Mark Shepard is an artist, architect and researcher whose work addresses contemporary entanglements of people and data, code and space, knowledge and power.

His book, There Are No Facts: attentive algorithms, extractive data practices and the quantification of everyday life (MIT Press in 2022) examines the uncommon ground we share in a post-truth world. He is an editor of the Situated Technologies Pamphlets Series (The Architectural League of New York) and editor of Sentient City: ubiquitous computing, architecture and the future of urban space (MIT Press, 2011).

His work has been exhibited at museums, galleries and festivals internationally, including the Venice International Architecture Biennial; the Prix Ars Electronica; Transmediale; the International Architecture Biennial Rotterdam; The Dutch Electronic Arts Festival (DEAF); Arte.Mov Festival for Mobile Media Art, São Paulo, Brazil; Haus für elektronische Künst, Basel; FACT Liverpool; the Medialab Prado, Madrid, Spain; and Eyebeam Art + Technology Center, New York.
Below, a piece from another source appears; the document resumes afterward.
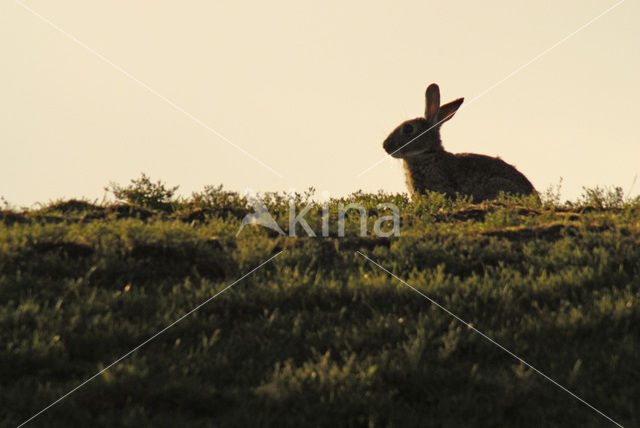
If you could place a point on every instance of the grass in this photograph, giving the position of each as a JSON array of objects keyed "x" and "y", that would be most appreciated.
[{"x": 320, "y": 336}]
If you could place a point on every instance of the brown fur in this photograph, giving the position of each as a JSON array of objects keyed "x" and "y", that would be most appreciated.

It has been supported by Creative Capital, the European Union Culture Programme 2007-2013, the New York State Council on the Arts, the Architectural League of New York, and Eyebeam Art + Technology Center, among others.

Mark is a Professor of Architecture and Media Study at the University at Buffalo, The State University of New York, where he directs the Center for Architecture and Situated Technologies (CAST). He has been a visiting researcher with the Network Architecture Lab at Studio-X, Graduate School of Architecture, Planning and Preservation of Columbia University, and a fellow at Eyebeam Art + Technology Center in New York.